A MATA DE ANCHIETA
5 de junho de 2020
O Brasil celebra oficialmente o bioma Mata Atlântica sempre na última semana de maio, próxima ao Dia Mundial do Meio Ambiente, coincidindo com a data do primeiro registro histórico a respeito das “coisas naturais da Capitania de São Vicente”, iniciativa do jovem espanhol José de Anchieta, em 1560, através de carta endereçada ao Padre Geral.  

Anos depois, em 1585, o padre voltou a registrar aspectos da Mata Atlântica através do documento denominado “Informação da Província do Brasil para nosso Padre”. Disse ele que o Brasil era “um jardim em frescura e bosque” e que as árvores alcançavam as nuvens em tão “admirável altura e grossura e variedade de espécies.” Vale lembrar que, no ano anterior, Anchieta havia caminhado 430 km a pé pela orla entre as atuais cidades de Anchieta, no Espírito Santo, e Maricá, no Rio de Janeiro. Ao longo do caminho, pôde observar a riqueza da fauna e da flora do bioma. Já em Maricá, nas águas da Lagoa de Araçatiba, realizou a chamada “Pesca Miraculosa”, onde uma quantidade bastante anormal de peixes foi capturada às suas ordens. 

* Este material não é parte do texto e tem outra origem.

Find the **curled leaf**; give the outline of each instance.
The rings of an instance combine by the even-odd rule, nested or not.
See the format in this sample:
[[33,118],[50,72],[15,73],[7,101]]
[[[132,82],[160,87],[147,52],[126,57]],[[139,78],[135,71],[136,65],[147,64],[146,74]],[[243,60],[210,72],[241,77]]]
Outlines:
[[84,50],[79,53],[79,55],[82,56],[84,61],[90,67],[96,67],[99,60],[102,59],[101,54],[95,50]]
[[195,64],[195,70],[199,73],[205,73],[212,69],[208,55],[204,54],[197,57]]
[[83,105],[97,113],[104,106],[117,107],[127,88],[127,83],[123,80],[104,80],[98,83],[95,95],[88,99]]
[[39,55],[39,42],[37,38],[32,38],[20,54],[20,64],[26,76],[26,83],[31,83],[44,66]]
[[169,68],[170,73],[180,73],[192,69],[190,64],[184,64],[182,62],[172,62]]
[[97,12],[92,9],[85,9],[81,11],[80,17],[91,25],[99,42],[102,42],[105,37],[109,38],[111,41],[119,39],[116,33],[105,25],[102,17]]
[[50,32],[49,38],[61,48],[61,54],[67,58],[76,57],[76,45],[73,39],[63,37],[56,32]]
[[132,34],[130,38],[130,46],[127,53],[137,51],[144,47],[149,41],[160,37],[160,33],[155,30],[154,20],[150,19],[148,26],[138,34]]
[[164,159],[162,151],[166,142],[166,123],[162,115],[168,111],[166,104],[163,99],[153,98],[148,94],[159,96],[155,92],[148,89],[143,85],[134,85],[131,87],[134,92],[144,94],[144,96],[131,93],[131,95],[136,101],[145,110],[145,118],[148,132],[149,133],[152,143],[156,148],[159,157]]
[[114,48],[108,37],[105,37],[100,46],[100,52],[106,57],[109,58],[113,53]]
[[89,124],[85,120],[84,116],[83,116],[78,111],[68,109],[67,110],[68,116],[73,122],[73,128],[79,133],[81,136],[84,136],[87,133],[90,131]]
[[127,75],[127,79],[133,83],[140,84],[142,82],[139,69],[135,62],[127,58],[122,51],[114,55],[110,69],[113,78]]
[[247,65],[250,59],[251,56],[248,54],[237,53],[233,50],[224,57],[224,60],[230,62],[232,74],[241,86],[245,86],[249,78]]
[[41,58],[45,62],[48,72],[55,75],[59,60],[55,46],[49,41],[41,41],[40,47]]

De lá para cá, principalmente em razão do perfil de ocupação costeira implementado pelos portugueses a partir do século XVI, as cidades brasileiras acabaram suprimindo grande parte do território originalmente coberto pelo bioma. Estima-se que apenas 29% dessa cobertura permaneçam íntegros atualmente, onde ainda coexistem 20 mil espécies vegetais, 850 espécies de aves, 370 de anfíbios, 200 de répteis, 270 de mamíferos e 350 de peixes. Esses números são impressionantes e revelam a riqueza ambiental do Brasil: apenas um dos nossos biomas já supera a quantidade de espécies existentes em continentes inteiros, ao redor do mundo. 

O que temos a aprender com Anchieta? Qual é o sentido deste post, ao buscar imprimir a memória de um jovem padre peregrino nas temáticas atuais? Encantamento é a palavra que responde a essas perguntas. Um sentimento poderoso, uma motivação. Ao contrário do conhecimento limitado que havia naquela época, hoje compreendemos tecnicamente a grandeza e a complexidade ecossistêmica da Mata Atlântica, sua importância à saúde humana, ao equilíbrio dos microclimas, ao desenvolvimento da economia, seu real impacto na vida de aproximadamente 145 milhões de pessoas que nela vivem, ou que por ela estão cercadas, nos 17 estados brasileiros onde o bioma está presente. Esse novo encantamento deve ser racional, inteligente, científico, complementar ao deslumbre visual – não menos importante – alcançado por Anchieta. 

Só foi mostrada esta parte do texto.